英中銀、賛成多数で金利据え置き―1委員が利下げ支持に転換

経済

2024/2/2 10:29

<チェック・ポイント>

●ベイリー総裁、「金利をいつまで現在の水準に維持すべきか検討続ける」

●ベイリー総裁、「フォワードガイダンスから金利上昇のバイアスを削除した」

●BOE、最新経済予測で物価目標の達成時期を25年から26年に1年延期

 イングランド銀行(英中銀、BOE)は1日、金融政策委員会(MPC)の結果を発表し、政策金利を5.25%に据え置くことを9委員中、6対3の賛成多数で決めたことを明らかにした。据え置きは市場の予想通りだった。

 金利据え置きは4会合連続。BOEの利上げサイクルは21年12月から今年8月までの14会合連続で止まったが、現行の5.25%の金利水準は依然、08年2月以来、約16年ぶりの高水準となっている。

 今回の会合では、9人の政策委員のうち、タカ派(インフレ重視の強硬派)のアンドリュー・ベイリー総裁ら6委員が据え置きを支持した一方で、超タカ派のジョナサン・ハスケルとキャサリン・マンの2委員(前回は3委員)がインフレ高止まりの長期化懸念から利上げを主張したが、ハト派のスワティ・ディングラ委員が前回の据え置き支持から利下げ支持に転換、三派に分かれた。ディングラ委員は金融政策の影響が景気とインフレに及んでくるまでのタイムラグを考慮し、直ちに利下げすべきと主張した。

 BOEは声明文で、利上げせず、金利据え置きを決めた理由について、英国経済の景気後退懸念が高まっていることを指摘している。BOEは、「金融政策の制限的なスタンスが実体経済の活動を圧迫し、雇用市場の弱体化につながっている。失業率は上昇する可能性がある」とし、景気後退懸念を強めている。

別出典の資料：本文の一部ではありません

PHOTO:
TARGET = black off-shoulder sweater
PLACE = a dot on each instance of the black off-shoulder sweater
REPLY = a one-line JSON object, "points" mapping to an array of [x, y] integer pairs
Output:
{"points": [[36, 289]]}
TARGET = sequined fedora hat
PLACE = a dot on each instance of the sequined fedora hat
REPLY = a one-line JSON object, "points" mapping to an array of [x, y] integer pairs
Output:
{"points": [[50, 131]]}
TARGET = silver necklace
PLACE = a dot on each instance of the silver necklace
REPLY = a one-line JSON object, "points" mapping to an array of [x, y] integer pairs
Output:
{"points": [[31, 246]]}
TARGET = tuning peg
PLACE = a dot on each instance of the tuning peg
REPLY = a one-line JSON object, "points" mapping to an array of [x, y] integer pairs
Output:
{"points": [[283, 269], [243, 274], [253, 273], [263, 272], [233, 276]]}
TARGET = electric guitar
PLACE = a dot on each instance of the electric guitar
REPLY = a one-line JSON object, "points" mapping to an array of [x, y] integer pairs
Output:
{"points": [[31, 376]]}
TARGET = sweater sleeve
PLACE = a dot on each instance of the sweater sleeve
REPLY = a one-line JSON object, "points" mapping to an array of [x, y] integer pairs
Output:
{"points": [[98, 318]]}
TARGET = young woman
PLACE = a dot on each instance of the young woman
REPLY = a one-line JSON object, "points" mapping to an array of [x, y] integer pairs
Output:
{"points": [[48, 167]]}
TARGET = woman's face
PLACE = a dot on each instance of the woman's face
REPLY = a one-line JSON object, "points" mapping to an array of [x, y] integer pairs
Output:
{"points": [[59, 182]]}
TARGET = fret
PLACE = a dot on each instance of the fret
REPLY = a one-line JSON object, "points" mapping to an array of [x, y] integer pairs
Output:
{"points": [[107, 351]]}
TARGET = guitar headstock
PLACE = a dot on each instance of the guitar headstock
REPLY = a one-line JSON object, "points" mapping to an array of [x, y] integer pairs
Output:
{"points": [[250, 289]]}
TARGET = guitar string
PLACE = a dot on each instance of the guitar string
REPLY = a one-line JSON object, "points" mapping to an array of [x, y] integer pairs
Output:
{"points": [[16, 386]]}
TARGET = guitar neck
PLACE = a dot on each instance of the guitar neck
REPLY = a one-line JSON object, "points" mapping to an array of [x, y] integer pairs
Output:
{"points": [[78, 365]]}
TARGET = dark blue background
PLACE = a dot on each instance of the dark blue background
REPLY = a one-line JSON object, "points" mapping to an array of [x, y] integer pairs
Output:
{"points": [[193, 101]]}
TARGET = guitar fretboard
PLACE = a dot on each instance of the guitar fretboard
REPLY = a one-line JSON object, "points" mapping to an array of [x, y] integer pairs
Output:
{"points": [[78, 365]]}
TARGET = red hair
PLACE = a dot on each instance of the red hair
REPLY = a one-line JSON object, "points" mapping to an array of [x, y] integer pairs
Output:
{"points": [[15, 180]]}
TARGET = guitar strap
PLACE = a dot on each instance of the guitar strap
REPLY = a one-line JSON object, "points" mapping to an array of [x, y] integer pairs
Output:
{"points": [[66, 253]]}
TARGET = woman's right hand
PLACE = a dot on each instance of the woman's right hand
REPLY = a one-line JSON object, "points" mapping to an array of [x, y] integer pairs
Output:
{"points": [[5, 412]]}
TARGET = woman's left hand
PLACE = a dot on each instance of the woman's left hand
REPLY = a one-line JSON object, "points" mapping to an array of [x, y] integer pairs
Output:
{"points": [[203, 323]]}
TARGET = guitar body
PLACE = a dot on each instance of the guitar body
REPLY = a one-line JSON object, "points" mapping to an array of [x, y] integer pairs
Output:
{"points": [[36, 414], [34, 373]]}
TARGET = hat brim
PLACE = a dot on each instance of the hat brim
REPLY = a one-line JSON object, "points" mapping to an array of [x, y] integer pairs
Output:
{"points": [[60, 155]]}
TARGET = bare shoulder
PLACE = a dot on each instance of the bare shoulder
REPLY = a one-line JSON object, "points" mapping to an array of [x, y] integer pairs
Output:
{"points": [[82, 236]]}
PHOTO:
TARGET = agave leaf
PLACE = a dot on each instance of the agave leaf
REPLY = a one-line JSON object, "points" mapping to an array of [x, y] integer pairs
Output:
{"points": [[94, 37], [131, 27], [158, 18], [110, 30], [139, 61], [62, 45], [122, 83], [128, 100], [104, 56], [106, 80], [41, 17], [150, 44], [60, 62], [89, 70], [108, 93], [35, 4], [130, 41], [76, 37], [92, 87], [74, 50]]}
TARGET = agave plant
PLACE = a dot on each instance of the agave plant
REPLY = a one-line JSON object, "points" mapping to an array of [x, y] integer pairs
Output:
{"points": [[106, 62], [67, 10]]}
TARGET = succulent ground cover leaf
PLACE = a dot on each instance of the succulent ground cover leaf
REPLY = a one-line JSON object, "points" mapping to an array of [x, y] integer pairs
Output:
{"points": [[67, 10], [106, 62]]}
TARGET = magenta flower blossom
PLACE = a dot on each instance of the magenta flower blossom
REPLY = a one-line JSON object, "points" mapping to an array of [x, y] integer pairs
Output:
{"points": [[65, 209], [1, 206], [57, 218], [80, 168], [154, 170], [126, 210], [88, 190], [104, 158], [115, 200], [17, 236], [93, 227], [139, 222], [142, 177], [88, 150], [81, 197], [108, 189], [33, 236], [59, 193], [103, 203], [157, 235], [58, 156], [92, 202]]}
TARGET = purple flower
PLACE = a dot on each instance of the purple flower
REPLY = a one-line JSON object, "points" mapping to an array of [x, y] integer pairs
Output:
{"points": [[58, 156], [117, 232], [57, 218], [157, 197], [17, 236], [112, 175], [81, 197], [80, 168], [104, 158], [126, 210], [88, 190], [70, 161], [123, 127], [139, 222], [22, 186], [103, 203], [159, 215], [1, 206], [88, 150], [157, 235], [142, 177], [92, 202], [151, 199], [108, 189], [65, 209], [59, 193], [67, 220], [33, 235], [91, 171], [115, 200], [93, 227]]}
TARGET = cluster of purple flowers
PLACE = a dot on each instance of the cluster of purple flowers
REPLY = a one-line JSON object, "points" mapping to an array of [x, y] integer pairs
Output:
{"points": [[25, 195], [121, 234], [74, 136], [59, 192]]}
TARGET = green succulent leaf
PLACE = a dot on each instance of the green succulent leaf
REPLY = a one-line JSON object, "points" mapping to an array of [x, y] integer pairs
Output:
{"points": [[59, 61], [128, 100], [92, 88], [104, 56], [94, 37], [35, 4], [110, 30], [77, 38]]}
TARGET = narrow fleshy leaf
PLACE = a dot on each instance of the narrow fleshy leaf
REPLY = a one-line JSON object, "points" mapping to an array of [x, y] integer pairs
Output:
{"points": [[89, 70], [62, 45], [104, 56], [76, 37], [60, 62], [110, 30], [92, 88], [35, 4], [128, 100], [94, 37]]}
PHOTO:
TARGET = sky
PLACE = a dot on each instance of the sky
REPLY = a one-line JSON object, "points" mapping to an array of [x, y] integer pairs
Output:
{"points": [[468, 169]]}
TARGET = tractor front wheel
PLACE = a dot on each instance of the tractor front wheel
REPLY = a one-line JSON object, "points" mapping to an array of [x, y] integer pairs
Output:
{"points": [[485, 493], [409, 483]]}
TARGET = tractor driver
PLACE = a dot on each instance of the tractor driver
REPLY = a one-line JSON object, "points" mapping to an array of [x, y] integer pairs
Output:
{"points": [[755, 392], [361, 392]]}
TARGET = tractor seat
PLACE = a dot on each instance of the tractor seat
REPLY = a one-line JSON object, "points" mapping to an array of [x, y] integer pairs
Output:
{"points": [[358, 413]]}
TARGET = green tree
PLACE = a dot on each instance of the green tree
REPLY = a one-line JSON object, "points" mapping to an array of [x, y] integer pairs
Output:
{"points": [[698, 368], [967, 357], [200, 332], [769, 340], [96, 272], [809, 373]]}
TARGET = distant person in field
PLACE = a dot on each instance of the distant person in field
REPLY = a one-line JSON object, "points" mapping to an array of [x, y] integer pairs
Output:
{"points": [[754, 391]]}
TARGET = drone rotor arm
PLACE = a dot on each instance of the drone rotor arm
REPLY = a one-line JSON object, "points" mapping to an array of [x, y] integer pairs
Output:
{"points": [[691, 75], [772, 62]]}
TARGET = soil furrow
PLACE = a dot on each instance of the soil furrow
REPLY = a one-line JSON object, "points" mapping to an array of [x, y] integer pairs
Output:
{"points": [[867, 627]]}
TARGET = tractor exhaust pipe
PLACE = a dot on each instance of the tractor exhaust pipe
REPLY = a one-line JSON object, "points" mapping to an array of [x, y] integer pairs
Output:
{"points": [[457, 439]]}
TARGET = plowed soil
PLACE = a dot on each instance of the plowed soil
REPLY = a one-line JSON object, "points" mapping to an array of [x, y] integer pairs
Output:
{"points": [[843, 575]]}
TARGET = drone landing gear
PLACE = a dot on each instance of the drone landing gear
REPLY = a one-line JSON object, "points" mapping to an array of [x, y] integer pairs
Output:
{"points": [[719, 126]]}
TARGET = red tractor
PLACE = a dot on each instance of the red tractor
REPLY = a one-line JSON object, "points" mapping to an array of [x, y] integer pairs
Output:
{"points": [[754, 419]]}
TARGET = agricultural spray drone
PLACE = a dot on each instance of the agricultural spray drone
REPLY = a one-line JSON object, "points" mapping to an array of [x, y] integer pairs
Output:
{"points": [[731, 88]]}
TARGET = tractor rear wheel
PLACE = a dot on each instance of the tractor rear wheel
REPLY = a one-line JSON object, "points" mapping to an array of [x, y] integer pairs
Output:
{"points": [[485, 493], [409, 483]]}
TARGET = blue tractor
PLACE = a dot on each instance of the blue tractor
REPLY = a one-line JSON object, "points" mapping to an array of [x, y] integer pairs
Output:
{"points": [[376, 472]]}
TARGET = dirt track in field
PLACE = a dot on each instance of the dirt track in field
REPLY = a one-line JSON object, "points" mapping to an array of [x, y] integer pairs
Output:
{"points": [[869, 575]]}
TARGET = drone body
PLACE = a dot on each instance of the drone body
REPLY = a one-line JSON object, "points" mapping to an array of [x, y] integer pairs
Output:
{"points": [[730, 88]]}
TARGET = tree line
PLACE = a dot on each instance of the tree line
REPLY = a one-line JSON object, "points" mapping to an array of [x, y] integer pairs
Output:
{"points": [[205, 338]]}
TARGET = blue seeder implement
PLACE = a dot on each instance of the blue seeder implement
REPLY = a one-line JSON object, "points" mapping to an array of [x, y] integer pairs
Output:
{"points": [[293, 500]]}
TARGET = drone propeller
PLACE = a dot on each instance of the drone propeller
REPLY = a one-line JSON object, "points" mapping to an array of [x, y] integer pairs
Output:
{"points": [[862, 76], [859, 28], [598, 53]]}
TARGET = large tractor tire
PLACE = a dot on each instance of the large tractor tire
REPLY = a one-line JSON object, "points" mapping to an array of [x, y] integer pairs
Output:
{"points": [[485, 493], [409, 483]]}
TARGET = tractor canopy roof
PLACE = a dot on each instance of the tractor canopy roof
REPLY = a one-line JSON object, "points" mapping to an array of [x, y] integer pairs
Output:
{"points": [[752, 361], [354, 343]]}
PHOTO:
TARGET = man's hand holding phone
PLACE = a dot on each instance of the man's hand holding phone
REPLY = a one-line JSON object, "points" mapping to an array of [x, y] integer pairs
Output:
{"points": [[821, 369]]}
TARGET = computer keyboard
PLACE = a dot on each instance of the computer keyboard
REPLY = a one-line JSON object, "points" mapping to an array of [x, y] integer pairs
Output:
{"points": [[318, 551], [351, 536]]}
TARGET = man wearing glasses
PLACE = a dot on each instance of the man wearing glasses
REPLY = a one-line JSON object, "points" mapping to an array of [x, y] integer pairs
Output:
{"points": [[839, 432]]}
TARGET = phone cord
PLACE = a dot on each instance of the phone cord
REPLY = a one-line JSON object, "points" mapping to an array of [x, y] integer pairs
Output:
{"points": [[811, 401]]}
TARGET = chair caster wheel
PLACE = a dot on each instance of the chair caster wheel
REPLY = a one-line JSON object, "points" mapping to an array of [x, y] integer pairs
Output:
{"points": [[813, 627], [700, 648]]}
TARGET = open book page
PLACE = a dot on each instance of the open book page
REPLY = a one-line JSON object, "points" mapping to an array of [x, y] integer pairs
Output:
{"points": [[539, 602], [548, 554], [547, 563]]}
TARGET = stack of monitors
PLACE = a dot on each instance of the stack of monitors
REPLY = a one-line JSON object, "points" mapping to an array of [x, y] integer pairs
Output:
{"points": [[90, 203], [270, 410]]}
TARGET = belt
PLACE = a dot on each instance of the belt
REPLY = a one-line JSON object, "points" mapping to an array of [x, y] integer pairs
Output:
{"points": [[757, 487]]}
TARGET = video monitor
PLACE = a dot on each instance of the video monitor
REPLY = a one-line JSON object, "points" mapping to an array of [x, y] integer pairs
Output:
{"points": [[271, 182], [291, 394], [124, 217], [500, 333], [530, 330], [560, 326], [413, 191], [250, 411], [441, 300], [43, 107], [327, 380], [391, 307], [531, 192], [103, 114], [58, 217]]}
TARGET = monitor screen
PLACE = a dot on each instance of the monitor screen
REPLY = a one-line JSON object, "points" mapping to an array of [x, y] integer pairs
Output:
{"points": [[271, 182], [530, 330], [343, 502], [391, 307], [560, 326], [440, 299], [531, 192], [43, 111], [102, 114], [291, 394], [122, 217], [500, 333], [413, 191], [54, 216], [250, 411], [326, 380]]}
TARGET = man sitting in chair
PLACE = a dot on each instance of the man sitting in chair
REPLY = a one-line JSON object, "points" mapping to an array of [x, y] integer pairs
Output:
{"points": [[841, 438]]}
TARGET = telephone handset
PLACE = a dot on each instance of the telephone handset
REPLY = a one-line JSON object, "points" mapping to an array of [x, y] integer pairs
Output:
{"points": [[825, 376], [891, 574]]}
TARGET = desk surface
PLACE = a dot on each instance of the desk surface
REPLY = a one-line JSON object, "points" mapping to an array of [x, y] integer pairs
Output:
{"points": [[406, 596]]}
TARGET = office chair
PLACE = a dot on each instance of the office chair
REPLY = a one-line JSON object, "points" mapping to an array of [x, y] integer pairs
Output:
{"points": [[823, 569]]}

 また、BOEは金利を据え置いた要因として、インフレ上昇リスクが続いていることを挙げている。声明文で、「インフレ率はやや急激に低下した」としたが、「インフレ率は今年4-6月期に一時的に物価目標の2%上昇にまで低下するが、その後、7-9月期と10-12月期に再び上昇すると予想される」とし、年後半からのインフレ上昇リスクを指摘している。

 ベイリー総裁も金融政策決定の発表後の会見で、早期利下げの可能性について、「インフレ率は3月までに3%上昇、4-6月には約2%上昇に低下する可能性があるが、今年末までに再上昇すると予想されている。春にインフレ率が物価目標に戻れば我々の仕事が終わるというほど単純ではない」と述べ、4-6月に物価目標に戻ってもインフレ低下の持続性を示すものではなく一過性とし、早期利下げには慎重な姿勢を示した。

 また、同総裁は今回の会合で、ハト派のディングラ委員が利下げ支持に転換、三派に意見が割れたことに関し、「どれくらいの期間金利を現在の水準に維持すべきか検討し続ける」とした上で、据え置き期間の長さについても、「賃金上昇率や失業率など今後入手可能な経済データ次第だ」とし、また、「地政学的な緊張が高まっており、紅海航路の輸送量が大幅に減少している」とし、インフレリスクを注視する考えを示した。

 ただ、同総裁は、BOEの次の金融政策のステップが利上げか、利下げかについて、「金利上昇のバイアスを削除した」とし、ハト派寄りの姿勢を示した。また、総裁は、「金利の次の動きはおそらく上昇するという以前のガイダンスを撤回したことは良いニュースだ」、さらに、「金融政策がどの程度、制限的であるべきかという問題からどの程度の期間、制限的なスタンスを維持すべきかに問題が変わった」とも述べ、今後、利下げに向けた準備に入ることを示唆した。

 次回の会合は3月21日に開かれる予定。